Characterization of p75NGFR positive OECs in nasal explants. (A–D) p75NGFR-immunoreactive cells (brown, arrows) in the periphery of nasal explant undergo morphological changes, increasing process extensions between 3 (A), 7 (B), and 14 (C) div, and changing from multipolar to bipolar between 14 (C) and 21 (D) div. (E) Double-immunofluorescence using nestin (green) and p75NGFR (red) antibodies at 7 div showed a subpopulation of p75NGFR-positive multipolar cells (arrowhead) coexpressed nestin, an early neural marker. Some nestin-positive/p75NGFR-negative cells were also evident (arrow). (F) Double-label immunofluorescence colocalized S100 (OEC marker, green) and p75NGFR (red) at 7 div (arrowheads). Some S100-positive/p75NGFR-negative elements (F, arrow) were also detected in the periphery of the explant. (G) Double-label fluorescence at 21 div showed a subpopulation of p75NGFR-positive cells (red) expressed GFAP (OEC marker, arrowhead). Some GFAP-positive/p75NGFR- negative cells were also present (G, arrow). Note, in all double- immunofluorescence images (E–G) p75NGFR reactivity appeared localized to the surface of the cell membrane. (H) Double-immunostaining for peripherin (brown, arrows) and p75NGFR (blue, arrowheads) at 7 div. In the periphery of the explant, peripherin-positive axons (arrows) were closely associated with p75NGFR multipolar-positive OECs cells (arrowheads). In fact, the olfactory axons appeared to preferentially grow to p75NGFR OECs. (I) Double-immunocytochemistry against the OEC marker, S100 (brown, arrowheads) and peripherin (blue, arrows) at 7 div showed a similar pattern to that in panel (H).

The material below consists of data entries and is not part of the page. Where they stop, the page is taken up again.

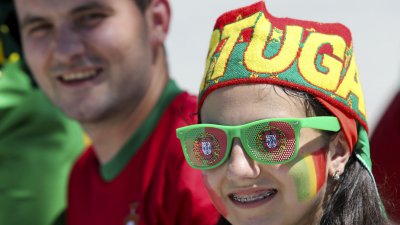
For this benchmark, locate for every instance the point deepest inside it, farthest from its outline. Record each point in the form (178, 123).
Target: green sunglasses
(268, 141)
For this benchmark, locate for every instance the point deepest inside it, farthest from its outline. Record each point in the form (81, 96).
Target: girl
(283, 133)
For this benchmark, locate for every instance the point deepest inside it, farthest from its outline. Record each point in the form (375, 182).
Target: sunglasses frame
(327, 123)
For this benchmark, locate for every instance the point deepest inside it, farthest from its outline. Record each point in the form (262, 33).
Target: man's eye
(39, 30)
(90, 19)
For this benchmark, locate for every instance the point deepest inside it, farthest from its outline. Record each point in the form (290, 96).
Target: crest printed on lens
(209, 147)
(272, 142)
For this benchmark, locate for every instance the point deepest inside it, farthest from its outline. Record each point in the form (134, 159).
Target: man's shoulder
(84, 162)
(184, 109)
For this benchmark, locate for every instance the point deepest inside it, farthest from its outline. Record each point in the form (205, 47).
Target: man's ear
(339, 153)
(158, 14)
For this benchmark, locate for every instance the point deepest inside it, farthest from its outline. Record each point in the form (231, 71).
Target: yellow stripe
(312, 176)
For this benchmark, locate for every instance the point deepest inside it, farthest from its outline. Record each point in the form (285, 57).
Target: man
(38, 145)
(103, 63)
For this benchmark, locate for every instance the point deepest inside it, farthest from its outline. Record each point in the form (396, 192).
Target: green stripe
(301, 177)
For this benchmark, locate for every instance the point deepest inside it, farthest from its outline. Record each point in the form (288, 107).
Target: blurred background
(374, 25)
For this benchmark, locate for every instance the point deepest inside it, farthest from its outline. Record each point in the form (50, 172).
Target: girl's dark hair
(353, 199)
(142, 4)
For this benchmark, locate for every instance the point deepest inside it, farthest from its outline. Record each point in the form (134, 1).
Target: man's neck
(108, 137)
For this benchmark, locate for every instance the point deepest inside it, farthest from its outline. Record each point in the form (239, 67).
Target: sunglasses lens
(272, 142)
(205, 147)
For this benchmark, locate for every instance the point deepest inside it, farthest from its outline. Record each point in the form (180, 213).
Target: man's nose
(240, 165)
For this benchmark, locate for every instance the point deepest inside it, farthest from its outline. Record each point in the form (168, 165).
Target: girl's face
(247, 192)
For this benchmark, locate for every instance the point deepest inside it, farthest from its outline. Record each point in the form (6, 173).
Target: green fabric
(110, 170)
(362, 149)
(38, 146)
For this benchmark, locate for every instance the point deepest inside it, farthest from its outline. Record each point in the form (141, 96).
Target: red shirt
(385, 155)
(155, 187)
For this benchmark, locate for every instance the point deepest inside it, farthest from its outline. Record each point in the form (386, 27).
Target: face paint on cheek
(214, 197)
(309, 175)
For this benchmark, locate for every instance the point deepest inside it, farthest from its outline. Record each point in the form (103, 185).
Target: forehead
(57, 8)
(241, 104)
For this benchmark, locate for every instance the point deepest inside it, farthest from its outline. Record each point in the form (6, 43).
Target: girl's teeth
(252, 198)
(79, 75)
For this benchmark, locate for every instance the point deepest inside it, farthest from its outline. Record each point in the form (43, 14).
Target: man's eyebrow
(29, 19)
(89, 6)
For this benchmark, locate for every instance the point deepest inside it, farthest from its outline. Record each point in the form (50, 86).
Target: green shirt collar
(111, 170)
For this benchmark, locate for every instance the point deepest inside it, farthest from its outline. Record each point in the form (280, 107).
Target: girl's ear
(339, 153)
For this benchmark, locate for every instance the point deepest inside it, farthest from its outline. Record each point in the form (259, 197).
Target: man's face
(91, 57)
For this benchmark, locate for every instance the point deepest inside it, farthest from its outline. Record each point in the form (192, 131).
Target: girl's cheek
(309, 175)
(215, 198)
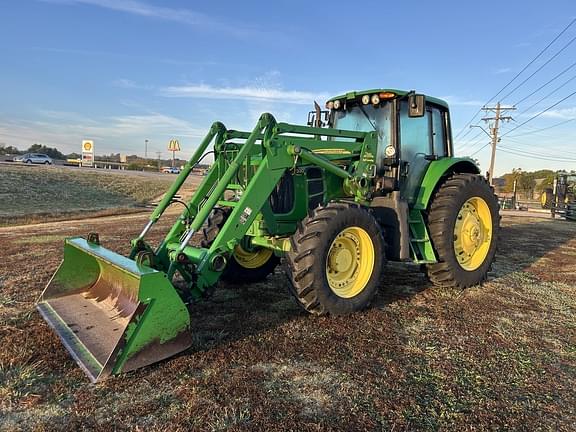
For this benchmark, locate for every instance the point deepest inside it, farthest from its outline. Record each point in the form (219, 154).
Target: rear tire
(336, 259)
(463, 222)
(244, 266)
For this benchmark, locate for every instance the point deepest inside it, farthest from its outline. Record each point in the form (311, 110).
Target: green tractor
(372, 178)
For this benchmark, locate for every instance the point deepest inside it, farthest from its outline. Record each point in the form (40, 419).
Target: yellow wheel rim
(473, 233)
(252, 259)
(350, 262)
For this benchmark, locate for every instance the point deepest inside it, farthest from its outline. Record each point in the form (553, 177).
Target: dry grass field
(37, 193)
(497, 357)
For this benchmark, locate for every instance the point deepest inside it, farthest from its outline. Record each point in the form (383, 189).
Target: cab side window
(438, 132)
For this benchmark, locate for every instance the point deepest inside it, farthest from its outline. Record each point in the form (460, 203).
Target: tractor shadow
(239, 311)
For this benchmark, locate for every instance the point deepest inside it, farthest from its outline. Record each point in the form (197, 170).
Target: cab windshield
(367, 118)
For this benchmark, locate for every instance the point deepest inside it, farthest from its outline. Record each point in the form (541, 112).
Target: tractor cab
(413, 130)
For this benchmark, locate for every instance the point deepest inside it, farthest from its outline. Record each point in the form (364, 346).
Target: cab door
(422, 139)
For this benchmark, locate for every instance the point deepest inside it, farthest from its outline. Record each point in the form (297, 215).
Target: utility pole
(159, 154)
(498, 110)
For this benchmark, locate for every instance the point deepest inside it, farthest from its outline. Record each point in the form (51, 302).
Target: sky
(125, 71)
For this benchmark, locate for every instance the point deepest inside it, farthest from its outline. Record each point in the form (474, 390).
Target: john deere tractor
(371, 178)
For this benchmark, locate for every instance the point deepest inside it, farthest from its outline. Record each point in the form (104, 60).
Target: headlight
(387, 95)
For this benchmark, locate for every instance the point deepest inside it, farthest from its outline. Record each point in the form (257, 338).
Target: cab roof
(358, 94)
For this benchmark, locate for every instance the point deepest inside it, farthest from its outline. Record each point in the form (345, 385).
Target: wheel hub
(350, 262)
(472, 233)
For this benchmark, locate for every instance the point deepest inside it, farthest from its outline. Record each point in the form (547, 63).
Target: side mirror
(318, 118)
(416, 105)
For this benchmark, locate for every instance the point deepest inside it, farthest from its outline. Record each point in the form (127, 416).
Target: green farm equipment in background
(372, 178)
(561, 197)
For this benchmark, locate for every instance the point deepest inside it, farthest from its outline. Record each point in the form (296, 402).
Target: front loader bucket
(112, 314)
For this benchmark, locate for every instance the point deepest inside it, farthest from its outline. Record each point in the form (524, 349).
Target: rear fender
(436, 173)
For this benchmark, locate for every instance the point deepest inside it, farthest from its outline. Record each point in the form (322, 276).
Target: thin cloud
(562, 113)
(65, 130)
(183, 16)
(455, 100)
(501, 71)
(251, 93)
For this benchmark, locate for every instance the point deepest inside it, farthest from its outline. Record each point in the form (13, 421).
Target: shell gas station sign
(87, 153)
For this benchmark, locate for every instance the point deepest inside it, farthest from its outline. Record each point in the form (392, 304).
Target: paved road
(97, 170)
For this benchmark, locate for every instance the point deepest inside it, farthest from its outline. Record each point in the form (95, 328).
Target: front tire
(336, 259)
(463, 222)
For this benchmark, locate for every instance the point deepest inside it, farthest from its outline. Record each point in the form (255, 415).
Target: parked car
(31, 158)
(171, 170)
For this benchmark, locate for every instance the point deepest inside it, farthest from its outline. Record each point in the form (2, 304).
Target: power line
(516, 76)
(548, 95)
(549, 153)
(471, 143)
(540, 68)
(542, 129)
(481, 148)
(532, 156)
(546, 83)
(540, 113)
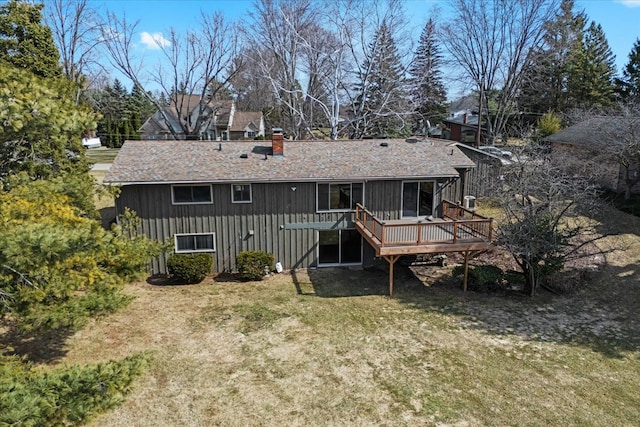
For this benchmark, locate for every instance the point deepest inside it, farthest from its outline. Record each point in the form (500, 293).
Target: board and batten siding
(279, 220)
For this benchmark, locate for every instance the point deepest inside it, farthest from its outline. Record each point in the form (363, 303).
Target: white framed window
(418, 198)
(196, 242)
(339, 196)
(240, 193)
(191, 194)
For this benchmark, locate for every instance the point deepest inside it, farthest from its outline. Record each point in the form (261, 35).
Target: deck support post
(466, 270)
(391, 259)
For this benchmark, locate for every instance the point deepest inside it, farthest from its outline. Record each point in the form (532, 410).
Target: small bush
(65, 396)
(482, 277)
(251, 264)
(189, 268)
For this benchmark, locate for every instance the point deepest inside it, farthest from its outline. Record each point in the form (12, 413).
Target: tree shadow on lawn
(40, 348)
(602, 314)
(340, 282)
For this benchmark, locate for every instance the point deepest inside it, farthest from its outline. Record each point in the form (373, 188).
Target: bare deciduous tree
(548, 216)
(194, 68)
(491, 40)
(314, 55)
(75, 27)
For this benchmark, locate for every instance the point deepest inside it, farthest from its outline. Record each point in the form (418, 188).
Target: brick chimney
(277, 142)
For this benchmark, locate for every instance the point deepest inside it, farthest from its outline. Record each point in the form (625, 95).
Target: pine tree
(25, 42)
(628, 86)
(42, 126)
(590, 81)
(382, 102)
(427, 90)
(545, 79)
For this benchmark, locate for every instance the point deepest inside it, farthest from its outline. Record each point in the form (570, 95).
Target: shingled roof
(140, 162)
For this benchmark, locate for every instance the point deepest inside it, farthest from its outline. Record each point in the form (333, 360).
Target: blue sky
(620, 19)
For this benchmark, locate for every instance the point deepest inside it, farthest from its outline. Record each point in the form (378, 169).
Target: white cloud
(630, 3)
(154, 41)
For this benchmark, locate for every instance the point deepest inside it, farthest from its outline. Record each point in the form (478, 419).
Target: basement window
(191, 194)
(198, 242)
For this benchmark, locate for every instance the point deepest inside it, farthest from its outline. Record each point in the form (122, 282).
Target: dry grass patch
(327, 347)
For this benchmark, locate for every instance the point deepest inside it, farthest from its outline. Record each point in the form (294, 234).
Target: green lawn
(327, 347)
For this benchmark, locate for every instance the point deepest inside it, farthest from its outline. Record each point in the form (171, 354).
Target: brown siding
(284, 222)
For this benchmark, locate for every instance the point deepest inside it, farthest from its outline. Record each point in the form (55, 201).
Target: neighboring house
(580, 150)
(482, 179)
(246, 125)
(463, 128)
(220, 120)
(310, 203)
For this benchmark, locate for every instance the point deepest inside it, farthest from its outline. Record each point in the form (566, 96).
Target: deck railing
(446, 230)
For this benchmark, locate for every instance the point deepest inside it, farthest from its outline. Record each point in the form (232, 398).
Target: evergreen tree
(42, 128)
(590, 82)
(25, 42)
(545, 79)
(628, 86)
(141, 105)
(427, 90)
(382, 104)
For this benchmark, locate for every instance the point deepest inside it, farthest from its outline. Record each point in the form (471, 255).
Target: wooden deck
(459, 230)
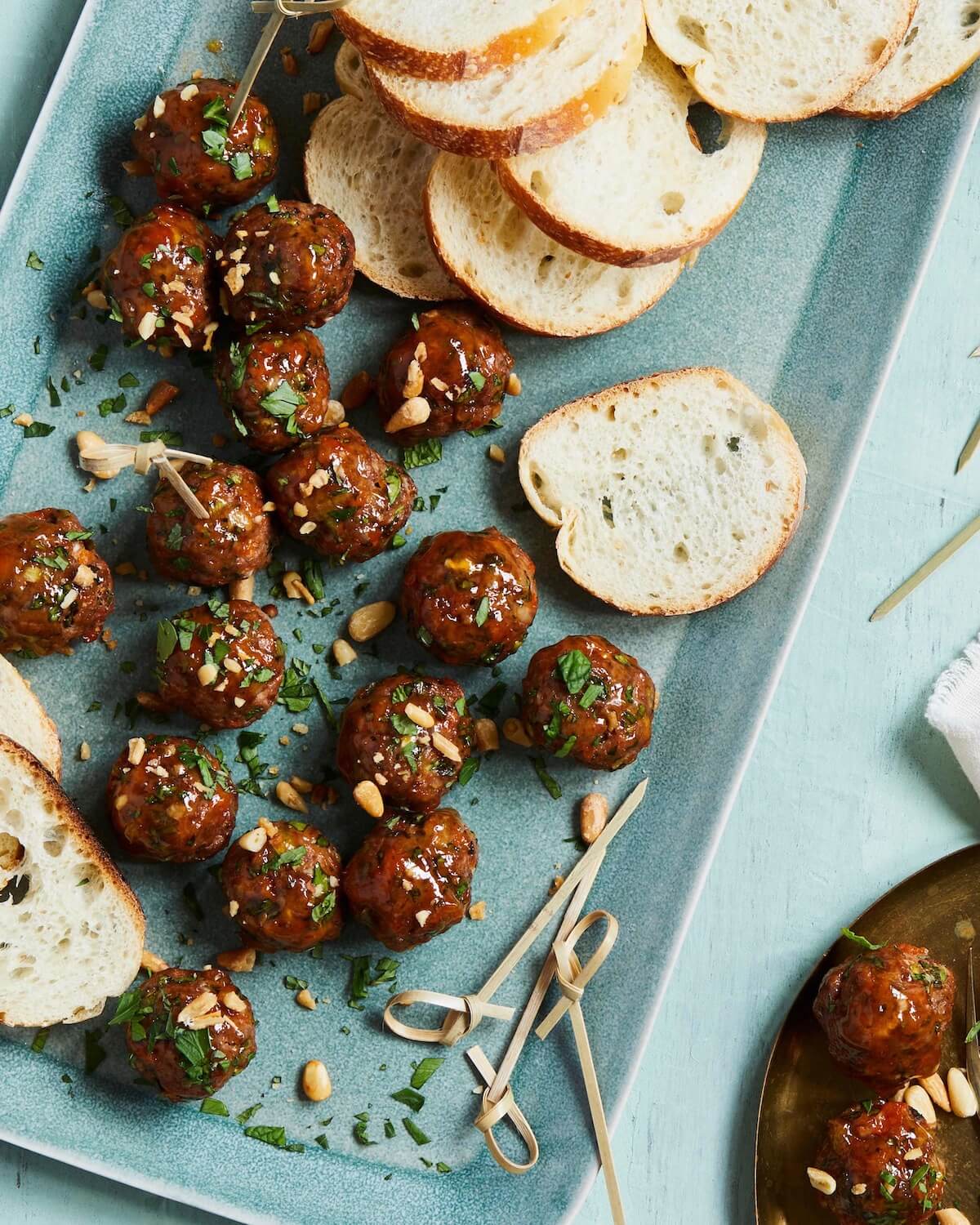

Scale bars: = 250 μm.

Figure 7

Perturbation of p75NGFR signaling in vitro alters morphology of OECs and causes defasciculation of olfactory fibers. Nasal explants at 6div following treatment with p75NGFR blocking antibody (1:6000, B,D,F) and with rabbit IgG mock, 1:6000, (A,C), Explants were immunocytochemically-stained for S-100 (A,B), S-100 and Phalloidin (C,D) or peripherin (E,F). (A–D) Disruption of p75NGFR signaling alters morphology of OECs The morphology of S100-positive cells located distal to the explant's tissue mass were larger, flatter, and exhibit more processes and neurites (B,D) as compared to control group (A,C). Staining for actin (phalloidin) revealed that these processes had sparse actin filaments (D′, arrowheads). OECs in the treated group also appeared to have denser cortical actin along the axis of the cell body (C′ vs. D′, arrow). Finally, disruption of p75NGFR increased olfactory fiber branching and decreased the optical density of peripherin-positive fibers, suggesting defasciculation had occurred. Scale bars: = 250 μm.

Figure 8

Neutralization of endogenous p75NGFR decreases GnRH cell number. (A–C) Nasal explants immunocytochemically stained for GnRH (brown, arrowheads) and peripherin (blue, arrows) at 6div after blocking antibody treatment (A,C; α-p75 NGFR) and in control condition (B, mock: rabbit IgG, 1:6000). Inhibition of p75 NGFR appeared to decrease the number of GnRH neurons in the periphery (C, arrowheads) as compared to the mock (B), arrowheads, the dashed line in (A) indicates the border of the explant tissue mass. (D) Histogram showing the mean cell number of GnRH neurons detected in the tissue (in), in the periphery of explant (out) and the total number (total) in 4 treatment groups: control (mock, black), anti-p75NGFR (gray bars), NT-3 (red bars) and anti-p75NGFR+NT-3 (red hatched bars). Anti-p75NGFR ± NT-3 treatment significantly decreased the number of GnRH cells in the periphery (out) and total number of GnRH neurons (total) in comparison with the control and NT-3 treated groups (p < 0.001). No differences were found in the number of GnRH cells on the main tissue mass (in). Scale bars: (A) = 250 μm; (B,C) = 50 μm.